В смене условного стиля Ренессанс на условные барокко и рококо поражает то, что новой эстетики не появляется. Италия как политическая сила уже давно не берется в расчет, но ее эстетика неколебима. Вкусы богатых заказчиков требуют барочных и рокайльных завитушек, но разве это главное? Чтобы действительно сменился стиль, требуется предъявить новую эстетику, основанную на новом понимании миропорядка; нужна новая идеология. Но равной той, что вдохновляла Данте и Микеланджело, не создано. Произошло столь многое в социальной истории, что правитель, делающий заказ художнику, даже не помнит проекты флорентийцев. Мануфактура, успехи флотоводства, географические открытия, технические прорывы, рационалистическая философия, циркуляция капитала – все важно; однако еще важнее то, что дантовский миропорядок никем не опровергнут; микеланджеловский стандарт величия остается недостижим и бесспорен. Кристофер Рен стремится к образцу Борромини только по той причине, что Британская империя стремится – нет, не к жалкой политической судьбе Италии! – к имперскому идеалу, воспетому Данте и освященному благодатью небес. Джошуа Рейнольдс утверждает, что английские академисты должны следовать стандартам ренессансной пластики не потому, что его заказчиками и патронами являются неоплатоники и республиканцы; вовсе нет – его патроны далеки от идеалов городской коммуны. Сэр Кристофер берет за образец титанизм микеланджеловских фигур, поскольку в его сознании мощь связана с общемировой концепцией власти. Сэр Кристофер Рен генеральный план общей конструкции мироздания понимает инстинктивно по-дантовски.
Несмотря на Вестфальский мир, в качестве идеала государственного, идеала могущественной державы, устроенной согласно правовой системе, господствует план Священной Римской империи, представленный Данте, как план Божественный. Крупная форма распалась, но отдельные ее части стремятся воспроизвести ту же концепцию: другой, лучшей, не предложено. Всякий отдельный порядок – британский, французский, германский – стремится повторить Священную Римскую империю, хотя бы и в ином масштабе. Но, впрочем, почему в ином, если Британская империя, разрастаясь, превосходит самые смелые фантазии Карла V или, тем более, Карла Смелого. Столь недолгая (но наделенная исполинской проективной мощью) империя Бонапарта, комета истории, имела тот же дантовский пафос иерархии.
Отменить идею Священной Римской империи – пусть даже выстраданным в долгих войнах Вестфальским миром – невозможно. Оснабрюкские и Мюнстерские соглашения могут урегулировать отношения между Испанией и Нидерландами, выстроить мосты меж англичанами и голландцами, ущемить права Германии и Испании – но эти соглашения не в силах отменить генеральную идею Европы, ее эстетический код.
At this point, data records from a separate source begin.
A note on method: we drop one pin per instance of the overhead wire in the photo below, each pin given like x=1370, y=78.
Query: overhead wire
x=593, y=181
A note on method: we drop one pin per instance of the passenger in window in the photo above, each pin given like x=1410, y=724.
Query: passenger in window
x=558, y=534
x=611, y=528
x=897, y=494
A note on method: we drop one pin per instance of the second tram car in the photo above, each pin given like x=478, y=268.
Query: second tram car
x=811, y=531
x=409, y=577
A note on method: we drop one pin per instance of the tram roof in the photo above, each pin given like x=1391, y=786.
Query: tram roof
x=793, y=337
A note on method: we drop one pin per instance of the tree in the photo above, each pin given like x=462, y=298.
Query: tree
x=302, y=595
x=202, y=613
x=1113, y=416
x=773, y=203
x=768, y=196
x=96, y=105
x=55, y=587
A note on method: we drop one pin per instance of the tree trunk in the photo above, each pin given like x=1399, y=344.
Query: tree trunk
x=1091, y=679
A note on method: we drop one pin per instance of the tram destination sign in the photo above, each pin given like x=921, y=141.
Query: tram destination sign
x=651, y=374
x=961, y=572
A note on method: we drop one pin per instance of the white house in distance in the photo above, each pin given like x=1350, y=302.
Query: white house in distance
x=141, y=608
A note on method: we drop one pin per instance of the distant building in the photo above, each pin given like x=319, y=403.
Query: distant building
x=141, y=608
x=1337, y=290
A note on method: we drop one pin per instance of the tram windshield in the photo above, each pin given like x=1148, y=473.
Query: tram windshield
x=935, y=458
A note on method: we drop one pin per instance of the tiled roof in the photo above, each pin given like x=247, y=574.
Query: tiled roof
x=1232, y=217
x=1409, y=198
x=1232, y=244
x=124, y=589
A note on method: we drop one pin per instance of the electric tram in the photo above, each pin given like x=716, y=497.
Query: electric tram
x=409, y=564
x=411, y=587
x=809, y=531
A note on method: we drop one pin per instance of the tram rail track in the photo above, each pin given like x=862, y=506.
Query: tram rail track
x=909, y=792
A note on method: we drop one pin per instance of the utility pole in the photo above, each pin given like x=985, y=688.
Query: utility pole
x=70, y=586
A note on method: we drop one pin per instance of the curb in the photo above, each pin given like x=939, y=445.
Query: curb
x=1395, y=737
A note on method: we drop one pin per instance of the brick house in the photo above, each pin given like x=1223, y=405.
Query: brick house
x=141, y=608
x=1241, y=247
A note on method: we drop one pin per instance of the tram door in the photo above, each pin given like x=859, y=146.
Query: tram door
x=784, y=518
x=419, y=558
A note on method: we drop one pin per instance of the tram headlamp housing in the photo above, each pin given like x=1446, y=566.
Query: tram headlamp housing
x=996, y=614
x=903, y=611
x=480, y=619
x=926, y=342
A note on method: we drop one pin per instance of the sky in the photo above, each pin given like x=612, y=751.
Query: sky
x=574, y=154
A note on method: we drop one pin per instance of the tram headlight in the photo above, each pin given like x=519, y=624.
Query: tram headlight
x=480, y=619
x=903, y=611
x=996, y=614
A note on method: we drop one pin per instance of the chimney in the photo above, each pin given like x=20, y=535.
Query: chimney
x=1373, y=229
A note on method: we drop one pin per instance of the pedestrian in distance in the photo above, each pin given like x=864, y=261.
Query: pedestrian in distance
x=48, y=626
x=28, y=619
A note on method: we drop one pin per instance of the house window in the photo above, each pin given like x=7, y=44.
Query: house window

Пароль европейской эстетики со времен Вергилия, Данте, Карла V, Рубенса никто не отменял. Этот пароль – империя.
Понятие «империя» трактуется как гарантия вечного мира. «Единый план Дантова “Ада” уже есть плод высокого гения», – пишет русский поэт Пушкин. Что за план, поэт не уточняет, а ведь это самое интересное. Неизвестно, читал ли Пушкин «Комедию» до конца (строчки «Зорю бьют… из рук моих Ветхий Данте выпадает» не есть свидетельство), но уже из первой части «Комедии» виден план мироустройства, в последней части проговоренный буквально. Этот план – империя. Далее в списке гениев Пушкин перечисляет Мильтона и Гете, то есть тех, кто ответил на вызов Данте, повторив имперскую структуру мироздания. Во второй части «Фауста» (опубликованной уже в 1832 г., уже после смерти Байрона) Гете, пожалуй, усомнился в имперском идеале. Но это мнение надо высказывать с осторожностью. Писался «Фауст» дискретно; Гете колебался, уточнял взгляды. Бесспорно то, что почти до самого конца драматической поэмы Фауст находится под обаянием возможностей созидания, которые обеспечивает императорская власть и война. Увлеченный строительством канала, Фауст фактически принимает то попутное и неизбежное зло, что творит Мефистофель совокупно с императором. Но, что еще более существенно, классицист Гете разделяет «зло империи» и «благо империи», явленное в гармонии античного стиля. Пушкин, чьим высказыванием открывается этот абзац, превыше свободы ставил величие империи, созидательную мощь империи, и, в сущности, русский поэт был радикальным выразителем имперского прочтения Данте.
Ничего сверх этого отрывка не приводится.